Machine learning from scratch (part 2)

Erik Munkby
14 min readNov 3, 2022

--

Gain a deeper understanding by looking beyond your go-to ML libraries.

Figure 1: Image by Allison Horst, the three mascots of the data in this blog series.

In this day and age, applying machine learning (ML) means installing the best library for the job, rather than coding the algorithms yourself. And when we have libraries such as scikit-learn backed by 2484 contributors, or tensorflow backed by 3196 contributors, why wouldn’t you? The answer to the question above — and the reason this series of articles exist — is to have a better understanding of fundamental concepts! I will take you through a journey of many of the most important ML concepts, by walking through these basic algorithms. With a heavy emphasis on visualizations together with the underlying code of the algorithms, you will finish this article series with more confidence in the field of ML. To make things interesting, I’ll do this only using python and numpy, removing my reliance on the obvious ML libraries.

This series is directed at those who have some experience interacting with machine learning libraries, but wish to learn more about how they actually work.

Algorithms (ML models) and concepts in this article

In the previous installment of this blog series, Machine Learning from Scratch (part 1), we took a look at the algorithms k-NN and k-means. Both of these algorithms’ primary objective is to predict/identify classes within the data. In this post we will instead attempt to build a model able to predict continuous values — predicting penguin weights using their culmen length.
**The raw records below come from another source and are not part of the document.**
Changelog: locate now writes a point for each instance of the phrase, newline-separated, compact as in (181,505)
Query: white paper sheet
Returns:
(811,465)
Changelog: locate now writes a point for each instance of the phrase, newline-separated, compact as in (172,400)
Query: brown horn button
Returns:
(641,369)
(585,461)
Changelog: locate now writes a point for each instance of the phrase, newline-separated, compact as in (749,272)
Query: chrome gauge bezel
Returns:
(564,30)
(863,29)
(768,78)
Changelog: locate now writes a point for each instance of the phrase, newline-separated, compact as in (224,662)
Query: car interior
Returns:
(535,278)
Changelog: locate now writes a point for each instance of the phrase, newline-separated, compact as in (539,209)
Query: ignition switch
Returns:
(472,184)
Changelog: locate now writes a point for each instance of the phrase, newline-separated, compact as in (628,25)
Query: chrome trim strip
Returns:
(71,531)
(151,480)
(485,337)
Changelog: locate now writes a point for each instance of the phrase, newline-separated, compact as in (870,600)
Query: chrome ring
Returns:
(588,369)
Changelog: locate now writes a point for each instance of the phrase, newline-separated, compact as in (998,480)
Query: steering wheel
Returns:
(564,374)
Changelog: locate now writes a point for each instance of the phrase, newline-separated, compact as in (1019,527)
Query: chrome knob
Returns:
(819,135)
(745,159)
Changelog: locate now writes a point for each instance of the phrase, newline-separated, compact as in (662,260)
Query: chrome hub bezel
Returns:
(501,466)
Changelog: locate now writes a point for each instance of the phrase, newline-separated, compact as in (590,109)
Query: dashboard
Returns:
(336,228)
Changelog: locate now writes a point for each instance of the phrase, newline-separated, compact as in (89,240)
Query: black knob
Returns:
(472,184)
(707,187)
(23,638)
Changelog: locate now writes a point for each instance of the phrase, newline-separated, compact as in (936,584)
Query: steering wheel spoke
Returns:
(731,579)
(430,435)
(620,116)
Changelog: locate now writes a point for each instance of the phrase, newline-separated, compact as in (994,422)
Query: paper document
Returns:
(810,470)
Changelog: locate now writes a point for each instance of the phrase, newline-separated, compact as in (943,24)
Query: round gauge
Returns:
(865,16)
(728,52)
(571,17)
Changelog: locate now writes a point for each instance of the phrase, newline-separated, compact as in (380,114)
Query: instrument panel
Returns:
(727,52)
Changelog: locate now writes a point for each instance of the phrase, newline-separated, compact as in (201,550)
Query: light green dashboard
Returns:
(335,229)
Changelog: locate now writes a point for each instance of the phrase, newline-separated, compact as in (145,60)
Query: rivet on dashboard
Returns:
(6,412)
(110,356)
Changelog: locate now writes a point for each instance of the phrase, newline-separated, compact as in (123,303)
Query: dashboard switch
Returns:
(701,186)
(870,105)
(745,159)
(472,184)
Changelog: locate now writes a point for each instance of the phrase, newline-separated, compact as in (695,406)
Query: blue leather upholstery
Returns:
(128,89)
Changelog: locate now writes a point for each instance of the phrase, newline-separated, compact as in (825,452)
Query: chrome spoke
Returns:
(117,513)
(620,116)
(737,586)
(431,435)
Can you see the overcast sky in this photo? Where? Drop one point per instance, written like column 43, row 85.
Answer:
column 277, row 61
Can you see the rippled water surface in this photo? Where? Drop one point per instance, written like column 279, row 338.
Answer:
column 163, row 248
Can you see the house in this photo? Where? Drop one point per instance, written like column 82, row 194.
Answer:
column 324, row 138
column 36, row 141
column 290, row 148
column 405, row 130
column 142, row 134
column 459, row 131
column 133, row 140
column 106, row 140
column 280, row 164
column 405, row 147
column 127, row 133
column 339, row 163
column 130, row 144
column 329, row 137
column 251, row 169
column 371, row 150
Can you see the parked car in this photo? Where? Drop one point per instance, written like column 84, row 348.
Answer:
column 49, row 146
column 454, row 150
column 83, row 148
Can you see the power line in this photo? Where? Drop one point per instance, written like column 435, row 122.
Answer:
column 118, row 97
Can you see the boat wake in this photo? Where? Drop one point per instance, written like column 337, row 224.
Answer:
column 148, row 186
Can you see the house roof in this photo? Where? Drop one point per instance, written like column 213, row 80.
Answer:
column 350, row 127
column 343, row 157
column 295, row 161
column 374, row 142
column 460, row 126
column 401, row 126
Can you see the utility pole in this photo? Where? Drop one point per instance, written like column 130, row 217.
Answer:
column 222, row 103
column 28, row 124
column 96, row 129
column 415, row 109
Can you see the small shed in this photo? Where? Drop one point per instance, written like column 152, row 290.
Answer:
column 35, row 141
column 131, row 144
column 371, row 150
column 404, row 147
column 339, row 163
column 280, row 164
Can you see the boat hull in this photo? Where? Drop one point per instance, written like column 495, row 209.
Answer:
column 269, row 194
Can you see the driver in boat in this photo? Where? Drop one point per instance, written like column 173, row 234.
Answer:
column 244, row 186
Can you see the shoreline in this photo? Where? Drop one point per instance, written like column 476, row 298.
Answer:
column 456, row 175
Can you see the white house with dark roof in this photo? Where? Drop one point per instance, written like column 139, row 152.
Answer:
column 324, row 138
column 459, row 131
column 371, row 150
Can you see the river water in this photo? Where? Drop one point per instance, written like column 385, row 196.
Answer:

Imagine we hiked all the way out the Biscoe islands only to realize — we forgot the scale. However for some reason our data entry program will only allow entries that includes both culmen length and weight. Luckily we brought our measurement tape and computer. In order to not waste this entire trip we quickly build an algorithm using previous entries, that allows us to predict the penguins’ weight using the culmen length measurement.

We will approach this prediction as a linear regression problem, and build the model using three algorithms:

  • Ordinary Least Squares (OLS)
  • Gradient Descent (GD)
  • Stochastic Gradient Descent (SGD)

Taking us through this journey will be our three penguin friends visualized in Figure 1. These three penguin species come from the dataset Palmer Archipelago (Antarctica) penguin data, which is a (subjectively) cuter alternative to the Iris flower dataset. It is built to work for both classification and regression problems. In the figure below you can see a brief example of the data, and in this post we will focus on the culmen (beak) features together with the body mass. For a full data analysis check this notebook. Let’s get into it!

Figure 2: Image by Author, sample data for each penguin species.

Can we build a linear model?

The first question we should ask ourselves is: can we build a linear model for the task, predict penguin weight using culmen length? The first step to answer this is — like most data problems — plot the data we are working with.

Figure 3: Image by Author, distribution of penguin species by weight & culmen length.

Studying the graph above, we can see that there is more linear correlation within each species than among all three species as a whole. More specifically Chinstrap (purple) seems to deviate from the other two species in the relation between culmen length and body mass. Since we are focusing on a regression problem estimating a continuous variable, it can in situations like this be preferable to isolate each class into their own linear model. As such we will further on limit ourselves to build the initial model using only entries from the Gentoo (green) penguin species.

Figure 4: Image by Author, the distribution of Gentoo penguins by weight & culmen length.

While somewhat noisy, there still seems to be a linear correlation throughout the data entries we have.

Ordinary Least Squares (OLS)

The first algorithm we will use in our attempt to find a linear explanation of the culmen length and weight relationship is ordinary least squares (OLS). One could argue that OLS is more statistics than machine learning due to its non-iterative calculations, but in my opinion they are nothing but two different flavors of the same delicious dessert. If you do want to separate the two the somewhat consensual definition is in what you use it for — to draw conclusions about data (statistics), or to generalize and predict unseen data (machine learning).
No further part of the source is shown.